Ein wenig unbemerkt von der ganz großen Öffentlichkeit hat die EU-Komission einen Job erledigt: es geht um die einheitliche Besteuerung von Unternehmensgewinnen innerhalb der EU – und den Abschied von den Sonderregelungen für multinationale Konzerne, die gerne ihre Gewinne dahin verschieben, wo wenig Steuern gezahlt werden müssen. Die Zauberformel: „Gemeinsame konsolidierte Körperschaftsteuer-Bemessungsgrundlage„. Klingt kompliziert, ist es auch, und „die Wirtschaft“ stöhnt leise vor sich hin, um im Hintergrund sicher wieder an vielen Strippen zu ziehen.
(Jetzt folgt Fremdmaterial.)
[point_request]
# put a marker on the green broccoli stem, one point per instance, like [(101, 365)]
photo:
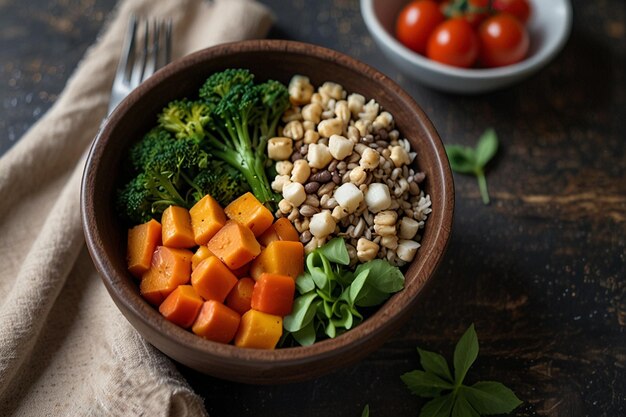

Aber nicht zu auffällig, denn der Zorn der Bürger richtet sich neben TTIP eben auch darauf, dass der Metzger von nebenan seine Gewinne eben nicht so justieren kann, dass möglichst wenig Steuern anfallen. (Vielleicht kann ein Bäcker das tun!)

Es liegt nun an einer aufmerksamen Öffentlichkeit, darauf zu achten, was sich in diesem Sektor wirklich tut, und ob Herr Schäuble seinen verbalen Einlassungen Taten folgen lassen wird / kann. Dranbleiben!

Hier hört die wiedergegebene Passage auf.